Practice required a paradigm shift to encourage and prepare incoming graduate nurses to step into ambulatory roles. Emory Healthcare, in conjunction with the Emory Nell Hodgson Woodruff School of Nursing, added ambulatory nursing to all BSN curricula and developed the ambulatory nurse residency program (ANRP) to meet that need. The program offers focused education, trained preceptors, a supportive infrastructure, and experienced ambulatory nursing staff serving as mentors to prepare graduates to meet the needs of the complex outpatient cancer care setting.  

To measure ANRP outcomes, the team looked at how many graduates would stay in the ambulatory setting after completing the program’s first year as well as nurse competency, professional satisfaction, communication, and stress level. Because it was a novel approach, the team set an achievable goal: to retain and onboard at least one nurse through the program.  

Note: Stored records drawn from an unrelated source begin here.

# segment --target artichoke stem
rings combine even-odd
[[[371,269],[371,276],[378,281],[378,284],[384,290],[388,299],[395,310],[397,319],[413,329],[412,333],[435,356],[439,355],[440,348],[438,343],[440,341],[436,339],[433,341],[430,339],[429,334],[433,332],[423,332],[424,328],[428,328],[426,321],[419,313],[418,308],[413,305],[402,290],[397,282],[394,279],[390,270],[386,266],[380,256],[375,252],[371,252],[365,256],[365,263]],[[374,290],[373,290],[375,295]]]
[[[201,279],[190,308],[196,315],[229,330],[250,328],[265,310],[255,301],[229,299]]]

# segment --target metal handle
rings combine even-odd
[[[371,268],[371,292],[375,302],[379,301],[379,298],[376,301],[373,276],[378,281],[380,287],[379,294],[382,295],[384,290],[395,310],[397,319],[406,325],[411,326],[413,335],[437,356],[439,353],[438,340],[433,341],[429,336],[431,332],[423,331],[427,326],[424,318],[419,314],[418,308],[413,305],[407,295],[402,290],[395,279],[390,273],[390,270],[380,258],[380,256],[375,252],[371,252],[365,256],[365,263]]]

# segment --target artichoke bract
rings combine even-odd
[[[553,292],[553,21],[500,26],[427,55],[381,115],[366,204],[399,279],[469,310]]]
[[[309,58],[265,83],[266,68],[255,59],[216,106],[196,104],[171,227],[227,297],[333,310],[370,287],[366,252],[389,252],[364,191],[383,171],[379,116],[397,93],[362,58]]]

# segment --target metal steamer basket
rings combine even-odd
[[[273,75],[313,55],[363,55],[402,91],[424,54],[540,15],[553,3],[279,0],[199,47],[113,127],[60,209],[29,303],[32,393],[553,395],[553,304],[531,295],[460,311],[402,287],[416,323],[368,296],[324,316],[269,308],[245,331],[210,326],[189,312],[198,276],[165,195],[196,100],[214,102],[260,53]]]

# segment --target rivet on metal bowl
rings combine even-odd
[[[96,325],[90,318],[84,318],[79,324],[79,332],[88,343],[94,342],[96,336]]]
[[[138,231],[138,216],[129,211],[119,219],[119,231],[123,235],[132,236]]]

After great initial interest, the program maxed out at 11 total cohorts for its first year with a 94.6% retention rate at year one. Through ANRP’s 2.5-year tenure, 32 total nurses have successfully completed and stayed in the ambulatory setting. Only three nurses have left the program, all because of out-of-state relocations. Although the sample size is small, the message suggests that focused education and training for nurse graduates can prepare them for a career in ambulatory care.  

When working with institutional stakeholders to develop programs like ANRP, highlighting the value of building a workforce pipeline for ambulatory nurses and encouraging a paradigm shift at the institutional level is critical. Leverage national organizations like ONS and the American Academy of Ambulatory Care Nursing to find helpful resources, information, and ideas to address ambulatory staffing issues at your institution.  

Ultimately, nurses are the front line of patient care, and all healthcare settings must be appropriately staffed with well-trained, prepared nursing professionals. By tapping into the new graduate pool of nurses, ambulatory clinics can implement novel ways to overcome staffing issues, onboarding nurses to meet the challenging, complex needs of patients with cancer in the outpatient setting.